The Spark

the Voice of
The Communist League of Revolutionary Workers–Internationalist

“The emancipation of the working class will only be achieved by the working class itself.”
— Karl Marx

Pretending to Fight Foreclosures While Helping the Banks

Jun 8, 2009

Barack Obama signed into law the “Helping Families Save Their Homes Act” on May 20. By the time Obama signed the bill, Congress had stripped it of the provision that would have helped families “save their homes.”
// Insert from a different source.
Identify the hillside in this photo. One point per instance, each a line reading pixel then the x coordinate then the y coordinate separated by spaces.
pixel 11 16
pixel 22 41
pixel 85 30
Obama had promised during his election campaign to fight to let bankruptcy judges modify terms of mortgage loans, saying, “We should also change the unfair bankruptcy laws that allow judges to write down your mortgage if you own six or seven homes, but not if you have only one.” Strangely enough, Congress as far back as 1978 gave bankruptcy judges the power to modify mortgages, but only on loans for things like vacation homes and luxury yachts, not for primary residences of people who owned only one home.

Democrats, with their 60-vote majority in the Senate, could easily have insisted the bankruptcy provision remain in the bill. On the contrary, 12 Democrats sided with 39 Republicans to keep it out.

And Obama could have campaigned for it–he didn’t. His advisers didn’t think it was “worth the cost” to lead a fight against the banking industry. “The fact that Obama effectively sat it out helped us out a great deal.”–that was the opinion of Camden Fine, the head of the Independent Community Bankers of America.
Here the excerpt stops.